🤖 AI Summary
Existing LLM inference energy and carbon emission assessment frameworks commonly neglect GPU power consumption modeling, leading to inaccurate carbon footprint estimation. This paper proposes the first high-fidelity simulation framework that integrates a fine-grained, utilization-based GPU power model with dynamic grid characteristics, enabling joint quantification of energy consumption and carbon emissions across the full LLM inference pipeline, as well as carbon-aware scheduling analysis. Innovatively, it deeply unifies hardware-level power modeling, LLM inference performance simulation, and energy system co-simulation—enabling, for the first time, interpretable, parameter-level attribution of inference configurations to carbon impact and supporting evaluation of renewable energy integration potential. Experiments show that, under typical deployment scenarios, the framework increases renewable electricity offset rate to 69.2%, providing a verifiable, quantitative tool and evidence-based decision support for low-carbon AI infrastructure design.
📝 Abstract
The environmental impact of Large Language Models (LLMs) is rising significantly, with inference now accounting for more than half of their total lifecycle carbon emissions. However, existing simulation frameworks, which are increasingly used to determine efficient LLM deployments, lack any concept of power and, therefore, cannot accurately estimate inference-related emissions. We present a simulation framework to assess the energy and carbon implications of LLM inference under varying deployment setups.
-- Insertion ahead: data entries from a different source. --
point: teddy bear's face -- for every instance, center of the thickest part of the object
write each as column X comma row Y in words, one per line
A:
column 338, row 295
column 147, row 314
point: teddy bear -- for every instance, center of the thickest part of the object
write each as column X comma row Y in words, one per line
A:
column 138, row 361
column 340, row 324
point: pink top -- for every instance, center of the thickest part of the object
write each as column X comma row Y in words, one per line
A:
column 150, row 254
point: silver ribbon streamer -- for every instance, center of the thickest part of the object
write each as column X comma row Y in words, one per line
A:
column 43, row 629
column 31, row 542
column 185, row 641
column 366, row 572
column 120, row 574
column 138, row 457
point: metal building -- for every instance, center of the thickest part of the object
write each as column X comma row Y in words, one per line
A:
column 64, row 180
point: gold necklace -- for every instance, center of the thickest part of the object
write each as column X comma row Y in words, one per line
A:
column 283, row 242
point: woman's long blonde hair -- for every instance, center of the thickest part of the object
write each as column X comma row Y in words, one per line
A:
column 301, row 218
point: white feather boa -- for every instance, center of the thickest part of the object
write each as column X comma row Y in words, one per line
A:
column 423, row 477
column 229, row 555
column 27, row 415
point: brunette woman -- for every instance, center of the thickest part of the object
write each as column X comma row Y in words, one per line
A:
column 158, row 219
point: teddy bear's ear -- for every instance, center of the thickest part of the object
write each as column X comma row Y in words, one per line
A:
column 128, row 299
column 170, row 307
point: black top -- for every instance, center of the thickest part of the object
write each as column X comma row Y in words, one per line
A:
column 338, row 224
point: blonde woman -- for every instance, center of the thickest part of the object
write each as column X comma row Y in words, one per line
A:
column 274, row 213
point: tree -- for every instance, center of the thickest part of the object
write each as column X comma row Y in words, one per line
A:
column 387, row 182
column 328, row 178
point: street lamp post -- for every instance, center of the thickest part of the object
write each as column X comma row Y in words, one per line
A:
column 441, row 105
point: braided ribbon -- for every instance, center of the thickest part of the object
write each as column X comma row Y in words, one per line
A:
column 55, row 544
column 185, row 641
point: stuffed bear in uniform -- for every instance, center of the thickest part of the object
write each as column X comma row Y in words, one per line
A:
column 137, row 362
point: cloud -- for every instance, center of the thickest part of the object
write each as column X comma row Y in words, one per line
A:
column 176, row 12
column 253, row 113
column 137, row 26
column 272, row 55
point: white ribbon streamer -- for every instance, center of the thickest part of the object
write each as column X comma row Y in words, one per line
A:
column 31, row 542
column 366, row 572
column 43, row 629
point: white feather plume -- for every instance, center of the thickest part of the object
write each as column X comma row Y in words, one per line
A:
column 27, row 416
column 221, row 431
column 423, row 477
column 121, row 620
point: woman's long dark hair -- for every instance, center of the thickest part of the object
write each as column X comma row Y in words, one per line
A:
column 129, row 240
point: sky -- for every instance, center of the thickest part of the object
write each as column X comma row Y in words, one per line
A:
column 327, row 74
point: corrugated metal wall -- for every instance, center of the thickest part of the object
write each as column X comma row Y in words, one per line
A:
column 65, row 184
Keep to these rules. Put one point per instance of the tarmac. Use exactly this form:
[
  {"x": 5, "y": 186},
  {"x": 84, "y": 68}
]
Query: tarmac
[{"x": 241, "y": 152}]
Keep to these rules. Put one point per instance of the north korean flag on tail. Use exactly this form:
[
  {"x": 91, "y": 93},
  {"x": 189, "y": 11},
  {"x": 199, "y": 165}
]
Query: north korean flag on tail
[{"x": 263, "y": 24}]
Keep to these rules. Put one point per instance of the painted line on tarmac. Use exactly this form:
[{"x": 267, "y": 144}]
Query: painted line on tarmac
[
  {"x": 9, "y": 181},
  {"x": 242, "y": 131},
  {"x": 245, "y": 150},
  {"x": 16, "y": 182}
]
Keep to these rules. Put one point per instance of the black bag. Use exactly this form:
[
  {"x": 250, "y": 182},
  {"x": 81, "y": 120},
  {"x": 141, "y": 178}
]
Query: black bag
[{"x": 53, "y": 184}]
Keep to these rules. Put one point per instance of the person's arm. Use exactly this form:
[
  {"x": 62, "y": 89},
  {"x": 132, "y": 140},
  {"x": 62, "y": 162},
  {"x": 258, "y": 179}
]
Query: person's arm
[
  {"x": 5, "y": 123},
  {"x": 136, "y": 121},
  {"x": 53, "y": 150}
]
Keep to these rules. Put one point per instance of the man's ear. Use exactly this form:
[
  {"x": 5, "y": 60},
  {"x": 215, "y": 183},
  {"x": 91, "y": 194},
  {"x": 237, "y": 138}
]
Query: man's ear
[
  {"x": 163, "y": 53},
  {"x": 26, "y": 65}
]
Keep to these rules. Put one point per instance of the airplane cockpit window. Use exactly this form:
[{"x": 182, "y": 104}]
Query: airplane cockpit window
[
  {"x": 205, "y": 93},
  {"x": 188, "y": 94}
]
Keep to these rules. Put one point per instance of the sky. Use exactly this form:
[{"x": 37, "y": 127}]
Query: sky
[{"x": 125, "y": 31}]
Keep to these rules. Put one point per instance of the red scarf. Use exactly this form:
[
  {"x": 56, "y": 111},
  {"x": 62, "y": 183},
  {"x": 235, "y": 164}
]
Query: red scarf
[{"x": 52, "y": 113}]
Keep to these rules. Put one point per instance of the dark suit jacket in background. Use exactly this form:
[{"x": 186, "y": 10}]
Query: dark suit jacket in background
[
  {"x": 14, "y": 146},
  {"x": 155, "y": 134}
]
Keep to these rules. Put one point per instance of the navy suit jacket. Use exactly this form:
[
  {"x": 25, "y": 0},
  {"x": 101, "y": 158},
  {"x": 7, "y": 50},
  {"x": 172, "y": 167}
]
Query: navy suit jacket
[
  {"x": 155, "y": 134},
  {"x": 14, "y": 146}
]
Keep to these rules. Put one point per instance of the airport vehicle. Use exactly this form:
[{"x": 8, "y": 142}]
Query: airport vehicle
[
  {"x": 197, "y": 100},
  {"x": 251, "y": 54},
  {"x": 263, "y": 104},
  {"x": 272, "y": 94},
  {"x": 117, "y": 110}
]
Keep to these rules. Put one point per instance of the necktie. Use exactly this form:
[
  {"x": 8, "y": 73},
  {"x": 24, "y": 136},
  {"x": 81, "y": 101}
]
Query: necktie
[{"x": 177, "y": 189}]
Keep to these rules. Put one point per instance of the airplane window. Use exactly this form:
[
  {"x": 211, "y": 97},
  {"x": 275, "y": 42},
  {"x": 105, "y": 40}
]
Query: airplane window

First, we extend a high-fidelity LLM inference simulator with a GPU power model that estimates power consumption based on utilization metrics, enabling analysis across configurations like batch size, sequence length, and model parallelism. Second, we integrate simulation outputs into an energy system co-simulation environment to quantify carbon emissions under specific grid conditions and explore the potential of carbon-aware scheduling. Through scenario-based analysis, our framework reveals how inference parameters affect energy demand and carbon footprint, demonstrates a renewable offset potential of up to 69.2% in an illustrative deployment case, and provides a foundation for future carbon-aware inference infrastructure design.